O ministério respondeu que “desconhece as informações e não recebeu nenhuma comunicação formal por parte do Instituto [Raoni] com as críticas citadas”.
Sobre a crítica ao credenciamento de indígenas, o MPI disse que fez “uma grande articulação para garantir que esta seja a COP com maior e melhor participação indígena, em diferentes espaços”.
A pasta afirma ainda que credenciou 360 indígenas na Zona Azul como parte da delegação brasileira, por meio da iniciativa COParente, que realizou 15 encontros em todas as regiões do Brasil, dialogando com cerca de 2 mil lideranças indígenas brasileiras.
O número de indígenas brasileiros presentes como delegados na Zona Azul representa 12% do total de 3 mil informados como credenciados pela Articulação dos Povos Indígenas do Brasil (Apib).
O governo brasileiro também informou que a entrada do cacique Raoni aconteceu pela área de autoridades, com escolta da Polícia Oficial da ONU, e que a equipe do MPI o acompanhou durante as reuniões realizadas na Zona Azul no sábado e garantiu que não houvesse qualquer problema de acesso, em contato direto com a equipe da Presidência da COP30.

Cântico caiapó
As queixas de Raoni e de sua delegação para encontrar um espaço para discursar na primeira COP da Amazônia contrasta com a imagem dele subindo a rampa do Palácio do Planalto em janeiro de 2023, de braços dados com o presidente recém empossado, Luiz Inácio Lula da Silva (PT).

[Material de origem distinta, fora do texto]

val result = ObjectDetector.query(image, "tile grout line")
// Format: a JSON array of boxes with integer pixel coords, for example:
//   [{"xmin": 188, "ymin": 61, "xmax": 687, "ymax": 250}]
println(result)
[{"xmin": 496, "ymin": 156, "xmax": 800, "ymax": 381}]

Na semana passada, Raoni já havia cobrado, em declaração exclusiva enviada à BBC News Brasil, a promessa de Lula de que “iria demarcar todas as terras [indígenas]”.
Desde que assumiu o terceiro mandato, Lula demarcou 16 territórios, o que, segundo o portal do governo, já supera o compromisso firmado no começo do mandato. Há, no entanto, uma campanha para que o presidente formalize outras 67 terras.
Na tarde de sábado, Raoni chegou ao espaço reservado no pavilhão The Climate Funds em Belém acompanhado da ministra do MPI, Sônia Guajajara, que fez uma fala curta e se retirou depois.
“Quero compartilhar com todas as autoridades presentes que vocês precisam defender a floresta pela verdade”, disse Raoni, perguntado sobre o sentido da COP30, que tem sido chamada pelo governo brasileiro de “COP da Verdade e da implementação”.
Raoni também disse que parte do dinheiro que está sendo enviado para os povos indígenas não está chegando a eles.
“Esse dinheiro tem que ser mandado para nós, para que a gente possa, além de fazer o nosso trabalho, proteger também nossas terras”, afirmou.
Após o discurso, o líder Megaron Txucarramãe, já anunciado como futuro sucessor de Raoni, pediu para as mulheres Kayapó cantassem como acontece nos territórios kayapó. Raoni mora na Terra Indígena Capoto-Jarina, no Mato Grosso.
“Ela [Sônia Guajajara] lutou muito para ter um espaço dos povos indígenas aqui na COP, mas eu acho que a decisão não recai só sobre a ministra. Eu acho que é uma decisão presidencial. Querendo ou não, o Brasil colocou um homem branco como presidente dessa COP”, criticou Paloma Costa, ativista brasileira, co-fundadora do Youth Climate Justice Fund, e uma das organizadoras do evento com Raoni.